# FixMatch Semi-Supervised Learning Tutorial

This notebook demonstrates how to use the FixMatch semi-supervised learning approach for drainage pipe detection.

## Setup

First, let's import the necessary modules and set up the environment.

In [None]:
import os
import sys
import numpy as np
import matplotlib.pyplot as plt
import torch
import rasterio
from rasterio.plot import show

# Add parent directory to path for imports
sys.path.append(os.path.dirname(os.path.dirname(os.path.abspath('__file__'))))

from models import SemiSupervisedModel
from preprocessing import WeakAugmentation, StrongAugmentation, create_augmentation_pair
from training import create_fixmatch_dataloaders, create_validation_dataloader, prepare_batch

## Data Preparation

Let's set up the data directories and create data loaders.

In [None]:
# Set paths
labeled_dir = '../data/labeled'
unlabeled_dir = '../data/unlabeled'
val_dir = '../data/validation'

# Create data loaders
labeled_loader, unlabeled_loader = create_fixmatch_dataloaders(
    labeled_dir, unlabeled_dir, batch_size=4, unlabeled_batch_size=16
)

val_loader = create_validation_dataloader(val_dir, batch_size=4)

print(f"Number of labeled batches: {len(labeled_loader)}")
print(f"Number of unlabeled batches: {len(unlabeled_loader)}")
print(f"Number of validation batches: {len(val_loader)}")

## Visualize Data

Let's visualize some examples from the labeled and unlabeled datasets.

In [None]:
# Get a batch of labeled data
labeled_batch = next(iter(labeled_loader))
labeled_images = labeled_batch['imagery']
labels = labeled_batch['labels']

# Get a batch of unlabeled data
unlabeled_batch = next(iter(unlabeled_loader))
unlabeled_images = unlabeled_batch['imagery']

# Display labeled data
fig, axes = plt.subplots(2, 4, figsize=(16, 8))

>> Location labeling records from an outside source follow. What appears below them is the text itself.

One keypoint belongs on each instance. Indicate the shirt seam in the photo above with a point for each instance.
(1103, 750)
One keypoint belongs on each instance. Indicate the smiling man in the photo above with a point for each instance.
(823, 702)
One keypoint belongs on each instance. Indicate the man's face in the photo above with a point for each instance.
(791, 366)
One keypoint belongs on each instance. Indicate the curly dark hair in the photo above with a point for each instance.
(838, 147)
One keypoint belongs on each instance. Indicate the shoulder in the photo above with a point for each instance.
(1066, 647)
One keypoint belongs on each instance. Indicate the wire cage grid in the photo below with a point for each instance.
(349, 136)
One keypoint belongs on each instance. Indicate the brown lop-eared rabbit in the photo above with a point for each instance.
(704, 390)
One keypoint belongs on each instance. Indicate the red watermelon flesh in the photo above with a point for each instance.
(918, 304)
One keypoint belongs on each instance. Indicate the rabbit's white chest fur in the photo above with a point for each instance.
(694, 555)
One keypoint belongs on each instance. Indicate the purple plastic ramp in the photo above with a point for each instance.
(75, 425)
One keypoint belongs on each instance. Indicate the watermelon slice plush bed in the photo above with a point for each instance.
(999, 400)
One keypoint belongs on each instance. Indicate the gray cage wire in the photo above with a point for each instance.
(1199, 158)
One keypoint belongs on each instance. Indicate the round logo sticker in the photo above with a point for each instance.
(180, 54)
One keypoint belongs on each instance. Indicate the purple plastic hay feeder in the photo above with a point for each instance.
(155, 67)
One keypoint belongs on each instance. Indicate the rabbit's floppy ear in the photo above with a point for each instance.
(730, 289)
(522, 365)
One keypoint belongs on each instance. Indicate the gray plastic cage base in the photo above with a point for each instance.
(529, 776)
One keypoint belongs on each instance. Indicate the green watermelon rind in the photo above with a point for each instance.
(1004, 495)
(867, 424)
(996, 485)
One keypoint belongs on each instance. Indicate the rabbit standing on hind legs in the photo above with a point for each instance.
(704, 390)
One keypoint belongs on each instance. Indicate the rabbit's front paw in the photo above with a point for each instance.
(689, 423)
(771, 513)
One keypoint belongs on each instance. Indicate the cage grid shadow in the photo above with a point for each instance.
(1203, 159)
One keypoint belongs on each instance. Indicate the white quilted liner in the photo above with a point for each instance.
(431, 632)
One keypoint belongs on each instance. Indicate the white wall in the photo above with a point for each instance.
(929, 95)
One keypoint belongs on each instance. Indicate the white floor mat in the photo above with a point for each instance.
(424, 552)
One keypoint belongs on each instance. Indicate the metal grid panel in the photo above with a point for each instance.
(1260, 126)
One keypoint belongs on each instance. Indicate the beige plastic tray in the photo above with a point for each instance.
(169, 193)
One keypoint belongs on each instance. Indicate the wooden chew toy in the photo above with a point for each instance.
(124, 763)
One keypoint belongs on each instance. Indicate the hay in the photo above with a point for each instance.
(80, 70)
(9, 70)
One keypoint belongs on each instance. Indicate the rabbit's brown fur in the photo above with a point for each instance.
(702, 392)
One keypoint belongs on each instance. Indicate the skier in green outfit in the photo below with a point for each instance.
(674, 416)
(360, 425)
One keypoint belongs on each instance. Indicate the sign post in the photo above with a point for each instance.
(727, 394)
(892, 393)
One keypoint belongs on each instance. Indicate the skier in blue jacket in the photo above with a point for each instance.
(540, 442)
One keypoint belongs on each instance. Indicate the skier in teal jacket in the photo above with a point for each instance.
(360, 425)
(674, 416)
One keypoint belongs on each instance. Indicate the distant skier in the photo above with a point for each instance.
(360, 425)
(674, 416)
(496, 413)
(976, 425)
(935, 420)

for i in range(min(4, labeled_images.size(0))):
    # Display image
    img = labeled_images[i].permute(1, 2, 0).numpy()
    axes[0, i].imshow(img)
    axes[0, i].set_title(f"Labeled Image {i+1}")
    axes[0, i].axis('off')
    
    # Display label
    lbl = labels[i].squeeze().numpy()
    axes[1, i].imshow(lbl, cmap='gray')
    axes[1, i].set_title(f"Label {i+1}")
    axes[1, i].axis('off')

plt.tight_layout()
plt.show()

# Display unlabeled data
fig, axes = plt.subplots(1, 4, figsize=(16, 4))

for i in range(min(4, unlabeled_images.size(0))):
    img = unlabeled_images[i].permute(1, 2, 0).numpy()
    axes[i].imshow(img)
    axes[i].set_title(f"Unlabeled Image {i+1}")
    axes[i].axis('off')

plt.tight_layout()
plt.show()

## Visualize Augmentations

Let's visualize the weak and strong augmentations used in FixMatch.

In [None]:
# Create augmentations
weak_aug, strong_aug = create_augmentation_pair()

# Get a sample image
sample_image = unlabeled_images[0]

# Apply augmentations multiple times
weak_augmented = [weak_aug(sample_image) for _ in range(4)]
strong_augmented = [strong_aug(sample_image) for _ in range(4)]

# Display original image
plt.figure(figsize=(4, 4))
plt.imshow(sample_image.permute(1, 2, 0).numpy())
plt.title("Original Image")
plt.axis('off')
plt.show()

# Display weak augmentations
fig, axes = plt.subplots(1, 4, figsize=(16, 4))
for i, img in enumerate(weak_augmented):
    axes[i].imshow(img.permute(1, 2, 0).numpy())
    axes[i].set_title(f"Weak Augmentation {i+1}")
    axes[i].axis('off')
plt.tight_layout()
plt.show()

# Display strong augmentations
fig, axes = plt.subplots(1, 4, figsize=(16, 4))
for i, img in enumerate(strong_augmented):
    axes[i].imshow(img.permute(1, 2, 0).numpy())
    axes[i].set_title(f"Strong Augmentation {i+1}")
    axes[i].axis('off')
plt.tight_layout()
plt.show()

## Create and Initialize Model

Now, let's create and initialize the semi-supervised model.

In [None]:
# Set device
device = torch.device('cuda' if torch.cuda.is_available() else 'cpu')
print(f"Using device: {device}")

# Create model
model = SemiSupervisedModel(pretrained=True)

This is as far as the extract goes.